New drainage pipes laid into a Deer Lagoon backwater during the past three months are at the middle of an impasse over how a golf course and the homes around them will fend off winter and spring rains.

New drainage pipes laid into a Deer Lagoon backwater during the past three months are at the middle of an impasse over how a golf course and the homes around them will fend off winter and spring rains.

The pipes, installed by the Useless Bay Golf Course and Country Club at the bottom of Sound View Drive this past summer, drew a stop work order and an enforcement order from Island County. At issue is the unpermitted grading and clearing near a wetland, and the attempted expansion of a drainage system without appropriate review.

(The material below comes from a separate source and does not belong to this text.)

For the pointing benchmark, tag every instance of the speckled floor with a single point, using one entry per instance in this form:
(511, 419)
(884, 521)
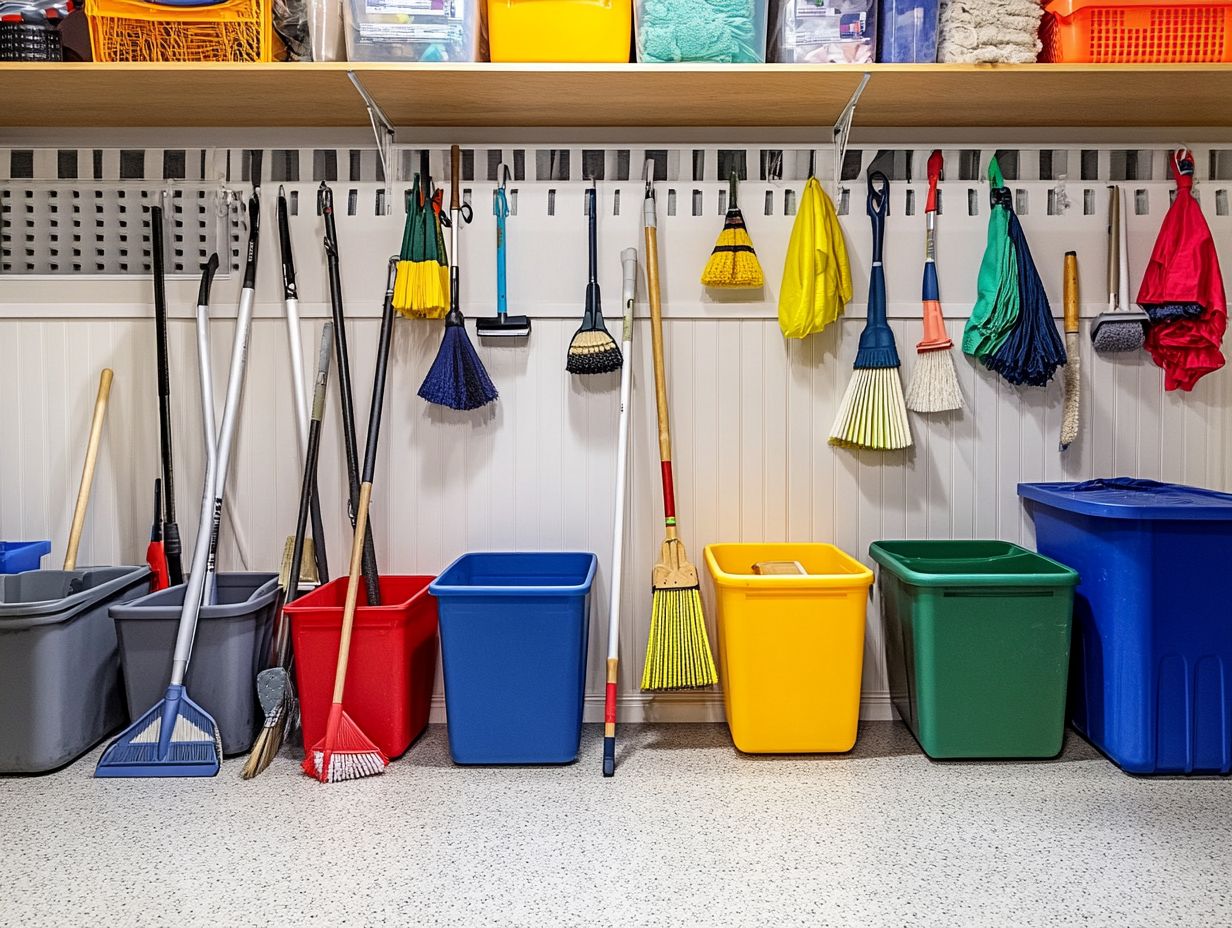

According to Island County Planning Director Phil Bakke, the enforcement order was issued when planning officials discovered that the country club had replaced an old, 8-inch drainage pipe and added a second pipe for greater capacity. While most of the damage done during clearing operations was to Himalayan blackberries — a noxious weed Island County wants eliminated where possible — Bakke said his department could not permit the added drainage capacity without the project undergoing environmental review. His department allowed work to finish up on the replacement drain line, but ordered that the new one be capped at both ends.

Byron Vadset, president of the country club, said the enforcement order came about due to a misunderstanding. He said the club had worked with the county’s public works department on the drainage project, but failed to clear it the planning department.

The two lines were installed to increase drainage capacity for the Useless Bay Golf Course and the neighborhoods surrounding it. After drain pipes near Sunlight Beach were silted in two years ago, affecting drainage in the Useless Bay area, the club began looking for other options, Vadset said. The new pipes were built to provide drainage in a basin that covers the Useless Bay and Bayview areas.

Vadset said he is confident that the club and the county can work together to get the drainage project up and running.

“Right now, I think we’re close to coming up with something that works for everybody,” he said.

That something will probably involve environmental reviews by the state and Island County. Bill Oakes, the director of the county’s public works department, said it has yet to be determined if the water the club proposes to drain into the Deer Lake wetland will need to be treated. He noted that the water quality may be affected by chemicals used at the golf course. The state departments of Ecology and Fish and Wildlife will make an issue of water quality, he said.

If the project is permitted, Oakes said he believes it will prevent future flooding in the Sunlight Beach area.